Happy New Year!
2020 is out (good riddance) and 2021 is finally here and off to a great start. We have a blank page in front of us – 365 days we can fill with all types of great experiences – YES, even in the midst of covid. The question is, will you focus more on problems or on solutions?
While I hope for your life to be problem-free, I recognize that’s most likely not fully in the cards. We will always have problems of some sort, but we can certainly eliminate many of them.
How do we do that?
Problems are like bed-bugs, it’s hard to get rid of them, right? WRONG! Be careful on what you compare your problems to. If you see them as “monsters” or other unconquerable villains, you’ll get paralyzed into inactions. Instead choose to see them for what they are – little annoyances in your life that need your attention. Most problems are more like mosquitoes – see it, aim at it, whack it!
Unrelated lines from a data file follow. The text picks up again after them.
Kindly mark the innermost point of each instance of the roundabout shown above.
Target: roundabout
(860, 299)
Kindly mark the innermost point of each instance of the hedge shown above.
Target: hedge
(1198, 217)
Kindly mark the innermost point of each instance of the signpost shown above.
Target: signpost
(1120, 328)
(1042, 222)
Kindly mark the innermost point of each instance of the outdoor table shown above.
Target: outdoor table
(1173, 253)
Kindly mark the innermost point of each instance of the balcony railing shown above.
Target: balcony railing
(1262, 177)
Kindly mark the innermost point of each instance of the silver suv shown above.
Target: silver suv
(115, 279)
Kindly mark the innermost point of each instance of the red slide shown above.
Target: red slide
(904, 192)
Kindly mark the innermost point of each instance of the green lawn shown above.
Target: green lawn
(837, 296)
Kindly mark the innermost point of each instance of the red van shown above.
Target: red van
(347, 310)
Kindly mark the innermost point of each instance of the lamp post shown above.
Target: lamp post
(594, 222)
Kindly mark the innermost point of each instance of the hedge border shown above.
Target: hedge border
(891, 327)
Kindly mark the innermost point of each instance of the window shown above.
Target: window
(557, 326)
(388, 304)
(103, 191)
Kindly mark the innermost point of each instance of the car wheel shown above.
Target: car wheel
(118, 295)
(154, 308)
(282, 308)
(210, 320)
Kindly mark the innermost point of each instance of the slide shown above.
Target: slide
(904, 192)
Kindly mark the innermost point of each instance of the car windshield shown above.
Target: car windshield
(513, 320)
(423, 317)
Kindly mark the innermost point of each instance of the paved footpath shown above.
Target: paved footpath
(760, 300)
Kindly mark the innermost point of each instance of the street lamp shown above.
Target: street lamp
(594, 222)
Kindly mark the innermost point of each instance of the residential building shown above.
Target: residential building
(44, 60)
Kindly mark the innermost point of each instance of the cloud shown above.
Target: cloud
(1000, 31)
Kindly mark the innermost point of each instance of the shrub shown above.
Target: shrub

Stop Chasing Your Tail – Paralysis by Analysis
When you are faced with a problem, dilemma, or a big choice with far-reaching effects, where do you turn your focus? Are you a problem-centric person or a solution-centric person?
Many people focus on the problem, trying to figure out its intricacies. They expand it, stretch it, and discuss it until they know the problem really well. For example, if you want to lose weight, you can talk all day long about that problem, and there are plenty of people who want to talk about it with you. “I’m not fit enough, struggle with health problems, I eat too much sugar, and so I’ll never meet anyone to date.” Or, “My hair is too long. It gets in my eyes, looks shabby, and feels greasy.”
So now they know the problem inside and out, but have nowhere to go except back in circles, just like a dog chasing its tail.
It’s easy to get addicted to our problems and stay stuck in problem-solving mode. It gives us something to whine about, something to talk about, and doesn’t require much work to stay immersed in the problem. It gives us a project to focus on, and it also draws the attention of others.
Focus on the Solution
Instead of focusing on the problem, focus on the solution. Start by listing all the potential ideas for solving the problem, note the possible effects from an impending decision, choose the right course of action to solve the issue, and take action!
For example, if you want to lose weight and get more fit, stop focusing on that, and start focusing on how you’re going to change what you eat, and make a plan for more exercise. Plan it and implement it! Or if your hair is too long and is causing all sorts of issues, what’s the obvious solution? Get a haircut.
Look at the time and effort saved. All of that talk and discussion about the problem, and the thought and energy required to analyze and over-analyze, can be skipped.
Why do we tend to focus on the problem and not the solution? Because it’s easier to discuss, worry, and elaborate on the problem part of an issue. We understand the problem, we know what we’re saying when we elaborate on it. But the solution? Well, that’s more difficult because a solution usually involves work of some sort. And, a solution makes the problem go away. Sometimes we can’t believe it’s so easy to solve a problem, so instead of accepting a solution, we opt for more discussion of the issue.
Additionally, with a solution, one has to commit to a direction. What choice should you make? What if it’s the wrong one? By focusing only on the problem, it still leaves our options for solutions open. But by doing this, we merely drag out the problem.
If you don’t want to be stuck with a problem, choose a solution, decide on when and how you’ll implement it, and pull the trigger – take action. Take the risk of making the wrong decision knowing the chances are pretty good you’ll make the right one. Additionally, if the first decision didn’t solve the problem, at least now you know what doesn’t work and can try something else, then something else, until you find the right solution. Fortunately, with most problems all you’ll have to do is try one solution and it’ll become history. What’s important is not to get stuck in ‘problemitis’ mode.
As a (not so) famous modern day author says, “Neither words nor worry affect outcome, only action does.”—Larry Jacobson
Wishing you all a Happier New Year, with way fewer problems!